Former Iowa Rep. Steve King endorses Vivek Ramaswamy for president
King, the controversial former Republican lawmaker, alienated many members of his own party
Steve King, the nine-term former Republican representative from Iowa with a history of incendiary, racist rhetoric, endorsed Vivek Ramaswamy for president in his home state on Tuesday.
"Vivek Ramaswamy is going to shock the world at the Iowa caucus because he is the only candidate in this race who’s had the courage to oppose the CO2 pipelines here in Iowa, to publicly oppose the climate change cult, to commit to pardon peaceful Jan 6 protestors on day 1, and to end birthright citizenship for kids of illegals in this country," King said in a statement shared first with POLITICO.
The endorsement of the biotech entrepreneur, to be announced at Tanglewood Hills Pavilion in Bettendorf, came as Ramaswamy barnstorms the state. His campaign said he is the first candidate in presidential history to visit the state’s 99 counties twice in a single year.
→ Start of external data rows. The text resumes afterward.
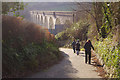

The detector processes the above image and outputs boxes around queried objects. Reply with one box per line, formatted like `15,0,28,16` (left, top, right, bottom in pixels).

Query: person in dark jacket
76,40,80,55
72,40,76,53
84,40,94,64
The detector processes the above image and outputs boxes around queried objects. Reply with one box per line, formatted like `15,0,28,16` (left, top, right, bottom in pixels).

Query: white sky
0,0,120,2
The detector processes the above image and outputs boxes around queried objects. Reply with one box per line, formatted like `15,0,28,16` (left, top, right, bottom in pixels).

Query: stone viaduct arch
30,11,73,29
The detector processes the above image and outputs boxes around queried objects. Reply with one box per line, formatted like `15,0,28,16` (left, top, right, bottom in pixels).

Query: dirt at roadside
91,52,106,78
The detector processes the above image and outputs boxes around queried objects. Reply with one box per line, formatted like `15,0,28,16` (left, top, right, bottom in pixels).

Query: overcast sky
0,0,120,2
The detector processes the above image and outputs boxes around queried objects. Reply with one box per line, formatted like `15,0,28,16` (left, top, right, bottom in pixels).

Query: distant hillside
20,2,76,20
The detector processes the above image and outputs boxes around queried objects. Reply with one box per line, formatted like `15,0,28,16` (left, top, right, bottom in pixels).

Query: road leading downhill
30,48,101,78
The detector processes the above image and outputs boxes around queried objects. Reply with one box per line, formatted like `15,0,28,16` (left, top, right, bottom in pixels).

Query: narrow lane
30,48,101,78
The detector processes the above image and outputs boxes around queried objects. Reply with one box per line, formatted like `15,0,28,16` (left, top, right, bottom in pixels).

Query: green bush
94,38,120,78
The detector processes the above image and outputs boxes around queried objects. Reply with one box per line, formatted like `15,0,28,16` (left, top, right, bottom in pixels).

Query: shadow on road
30,51,78,78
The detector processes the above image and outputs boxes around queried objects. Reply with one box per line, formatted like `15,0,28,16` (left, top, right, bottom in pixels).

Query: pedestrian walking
84,40,94,64
76,40,80,55
72,40,76,53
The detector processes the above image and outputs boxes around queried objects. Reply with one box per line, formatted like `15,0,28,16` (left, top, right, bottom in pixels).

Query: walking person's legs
77,50,79,55
89,51,91,64
73,47,75,53
74,48,75,53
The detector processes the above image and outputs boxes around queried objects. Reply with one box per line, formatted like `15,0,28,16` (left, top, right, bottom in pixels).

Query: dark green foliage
2,16,60,77
2,2,27,17
55,21,89,47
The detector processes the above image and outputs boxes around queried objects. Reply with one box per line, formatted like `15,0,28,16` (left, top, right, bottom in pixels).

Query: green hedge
95,38,120,78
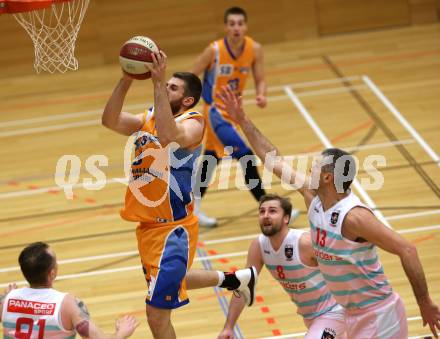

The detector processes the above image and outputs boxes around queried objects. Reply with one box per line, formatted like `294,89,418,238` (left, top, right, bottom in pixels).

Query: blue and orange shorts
203,104,251,159
136,215,199,309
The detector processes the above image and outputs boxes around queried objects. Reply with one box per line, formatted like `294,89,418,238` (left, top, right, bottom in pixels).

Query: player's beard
170,98,183,115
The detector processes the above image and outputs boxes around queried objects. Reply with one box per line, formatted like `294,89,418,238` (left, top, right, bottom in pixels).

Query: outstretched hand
145,51,167,83
216,86,246,122
419,297,440,338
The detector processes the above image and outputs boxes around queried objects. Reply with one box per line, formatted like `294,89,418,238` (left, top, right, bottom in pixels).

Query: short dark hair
258,194,292,220
18,242,55,285
173,72,202,108
223,7,247,23
321,148,356,192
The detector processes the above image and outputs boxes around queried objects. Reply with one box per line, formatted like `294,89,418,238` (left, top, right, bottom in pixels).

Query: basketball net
14,0,90,73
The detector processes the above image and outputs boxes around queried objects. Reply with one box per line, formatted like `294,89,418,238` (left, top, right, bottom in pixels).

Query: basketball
119,36,159,80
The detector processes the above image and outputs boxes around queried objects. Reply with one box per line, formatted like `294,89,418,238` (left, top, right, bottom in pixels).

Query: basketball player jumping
220,88,440,339
218,195,347,339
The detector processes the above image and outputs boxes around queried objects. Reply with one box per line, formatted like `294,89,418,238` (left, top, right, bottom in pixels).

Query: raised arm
218,238,264,339
101,74,142,135
218,87,315,208
61,295,139,339
191,45,214,75
342,207,440,338
252,43,267,108
149,52,204,148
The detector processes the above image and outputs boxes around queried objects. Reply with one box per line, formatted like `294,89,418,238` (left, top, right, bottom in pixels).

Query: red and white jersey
2,288,76,339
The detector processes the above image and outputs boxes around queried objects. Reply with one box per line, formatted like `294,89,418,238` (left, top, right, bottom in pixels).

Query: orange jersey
202,36,255,105
121,108,203,224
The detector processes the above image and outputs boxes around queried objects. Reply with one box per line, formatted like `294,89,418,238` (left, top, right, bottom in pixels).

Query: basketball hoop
0,0,90,73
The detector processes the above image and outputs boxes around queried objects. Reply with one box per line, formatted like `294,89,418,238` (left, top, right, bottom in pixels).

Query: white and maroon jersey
2,288,76,339
308,193,392,311
258,229,341,319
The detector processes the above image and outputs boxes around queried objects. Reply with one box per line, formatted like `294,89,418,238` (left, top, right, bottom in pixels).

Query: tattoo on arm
75,298,90,338
75,319,90,338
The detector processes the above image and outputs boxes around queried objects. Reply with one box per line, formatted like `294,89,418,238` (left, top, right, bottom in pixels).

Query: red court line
304,120,374,152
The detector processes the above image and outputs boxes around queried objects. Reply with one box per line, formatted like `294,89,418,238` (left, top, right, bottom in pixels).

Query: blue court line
197,248,244,339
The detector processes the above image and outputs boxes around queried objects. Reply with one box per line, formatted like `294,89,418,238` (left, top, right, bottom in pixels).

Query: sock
219,272,240,291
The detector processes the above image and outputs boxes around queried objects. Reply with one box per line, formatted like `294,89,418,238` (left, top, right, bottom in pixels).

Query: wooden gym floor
0,24,440,338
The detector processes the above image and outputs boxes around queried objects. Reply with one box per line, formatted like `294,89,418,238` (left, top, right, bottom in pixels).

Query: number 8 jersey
2,288,76,339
“Most people are sheep when it comes to making endorsements, but Steve doesn’t do what he’s ‘supposed to.’ He votes his conscience and that’s why I respect him. Steve King was America First before it was cool. The likes of Steve King & Pat Buchanan were the OGs,” Ramaswamy said.
He added: “We’ve found common cause on countless issues where other Republicans are too afraid to speak up — opposing the CO2 Pipelines here in Iowa, ending birthright citizenship, making English the national language, or shutting down the deep state. I expect we’ll make Steve look prescient on Jan 15.”
King, who hails from the state’s most conservative pocket in Iowa’s northwest corner, lost his reelection bid in 2020 when he was defeated by then-state Sen. Randy Feenstra. Prior to then, he had alienated even many members of his own party for making outrageous statements, often on matters of race. He was stripped of his committee assignments before losing his re-election bid.
“White nationalist, white supremacist, Western civilization — how did that language become offensive?” King asked in a 2019 New York Times interview that drew widespread condemnation.
Ramaswamy, too, has dabbled at the fringes and skirted conspiracies, such as calling Jan. 6 an “inside job” and saying at the December debate that the so-called Great Replacement Theory, which holds that Democrats are making it possible for immigrants and minorities to supplant white voters, “is not some grand right-wing conspiracy theory, but a basic statement of the Democratic Party’s platform.”